No society is monolithic, not even Israeli society or Palestinian society. For me, as an internationalist, you always have to consider the positive part of every society. What people in Israel see of Gaza is not the same as what the rest of the world sees, there is a huge imbalance. Right now, showing that Israeli society is not monolithic, there is a big movement for the release of hostages. The movement is clearly saying that the government is obstructing the agreement, which as we all know would include a ceasefire. There are also organizations like Combatants for Peace, made up of former Israeli military and former Palestinian fighters, who are now working together with nonviolent initiatives.

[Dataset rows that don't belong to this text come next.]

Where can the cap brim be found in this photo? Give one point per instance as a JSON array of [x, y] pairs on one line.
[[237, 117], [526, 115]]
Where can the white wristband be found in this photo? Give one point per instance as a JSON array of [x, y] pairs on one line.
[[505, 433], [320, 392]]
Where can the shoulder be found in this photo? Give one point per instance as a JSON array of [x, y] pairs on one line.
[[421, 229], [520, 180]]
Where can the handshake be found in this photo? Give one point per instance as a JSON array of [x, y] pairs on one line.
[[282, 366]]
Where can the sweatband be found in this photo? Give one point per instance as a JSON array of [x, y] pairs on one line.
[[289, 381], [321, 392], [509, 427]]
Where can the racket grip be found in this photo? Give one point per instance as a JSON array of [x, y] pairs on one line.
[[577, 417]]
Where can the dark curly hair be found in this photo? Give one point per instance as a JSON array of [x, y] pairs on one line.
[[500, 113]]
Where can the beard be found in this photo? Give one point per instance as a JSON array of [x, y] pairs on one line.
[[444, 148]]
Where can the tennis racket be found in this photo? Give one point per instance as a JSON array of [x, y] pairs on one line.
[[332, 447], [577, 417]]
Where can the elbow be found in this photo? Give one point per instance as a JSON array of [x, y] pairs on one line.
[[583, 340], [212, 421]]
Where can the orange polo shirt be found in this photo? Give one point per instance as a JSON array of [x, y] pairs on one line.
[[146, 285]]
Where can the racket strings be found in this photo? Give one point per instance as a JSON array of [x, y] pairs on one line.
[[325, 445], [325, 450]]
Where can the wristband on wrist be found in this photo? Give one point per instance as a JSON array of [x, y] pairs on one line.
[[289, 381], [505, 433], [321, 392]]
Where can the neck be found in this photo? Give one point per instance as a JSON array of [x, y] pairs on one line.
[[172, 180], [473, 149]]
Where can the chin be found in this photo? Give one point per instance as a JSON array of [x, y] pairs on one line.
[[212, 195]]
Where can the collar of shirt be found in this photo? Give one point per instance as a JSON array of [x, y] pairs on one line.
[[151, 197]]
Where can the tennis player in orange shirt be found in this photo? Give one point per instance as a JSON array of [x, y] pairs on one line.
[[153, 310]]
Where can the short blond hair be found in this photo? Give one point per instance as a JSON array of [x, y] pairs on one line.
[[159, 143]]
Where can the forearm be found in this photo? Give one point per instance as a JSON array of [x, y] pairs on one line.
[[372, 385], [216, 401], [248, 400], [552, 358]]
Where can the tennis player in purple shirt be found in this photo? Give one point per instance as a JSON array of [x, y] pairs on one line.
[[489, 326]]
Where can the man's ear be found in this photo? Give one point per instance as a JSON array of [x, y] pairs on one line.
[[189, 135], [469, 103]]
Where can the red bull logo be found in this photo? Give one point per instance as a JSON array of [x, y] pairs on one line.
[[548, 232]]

People need to understand that there is no such thing as victory. We are facing a political issue, and like any political issue there is no military solution. Since this is a national issue, the only solution is to give self-determination to the Palestinians once the siege ends.

What possible horizons do you see?

As you see much of the world is now calling for recognition of the Palestinian state. Maybe, just maybe, if we exerted even more pressure, we might be able to change something. For example, 3.5 % of Israel’s arms come from Italy. The moment the arms shipment stops, the war will stop. The moment the war stops we can reach a hostage agreement and ceasefire. The moment that happens, the dilemma is who will take sovereignty over the Palestinian territory. I think there is broad support in the world for the Palestinian Authority. We will have to move for the PLO to take sovereignty and rebuild Gaza and have Gaza and the West Bank united again under the same political power.

We must try to reach a diplomatic solution that guarantees security, equality, prosperity and self-determination for all people living in Palestine.

Why do you call what is happening in Gaza genocide?

Many researchers call it that. I talk about genocide to the international community because the situation is desperate and you cannot stand by and watch. Silence is complicity. I would like people on the international left and people in the world in general not to think of the situation in Palestine in terms of supporting one side or the other, because the solution is liberation, not a flag on a mountain of corpses.

I want to urge people to understand the drama of the situation, even using the term genocide, but at the same time I am claiming concrete and achievable goals that would actually improve the lives of people currently living in Palestine. Liberation for me is electricity for my friends, it is freedom of movement, it is living free from these fascist governments. Liberation for me means not having to join the army to have a normal life.

How can we support Mesarvot?

We need to break the silence and share our stories. We can also use social media for this. It is important to stimulate debate and talk everywhere about the situation in Palestine.

It is important to make the voice of Israelis against Zionism heard, to get the full picture of what is really happening and to remember that we are all part of history, and it is up to us to fight for peace.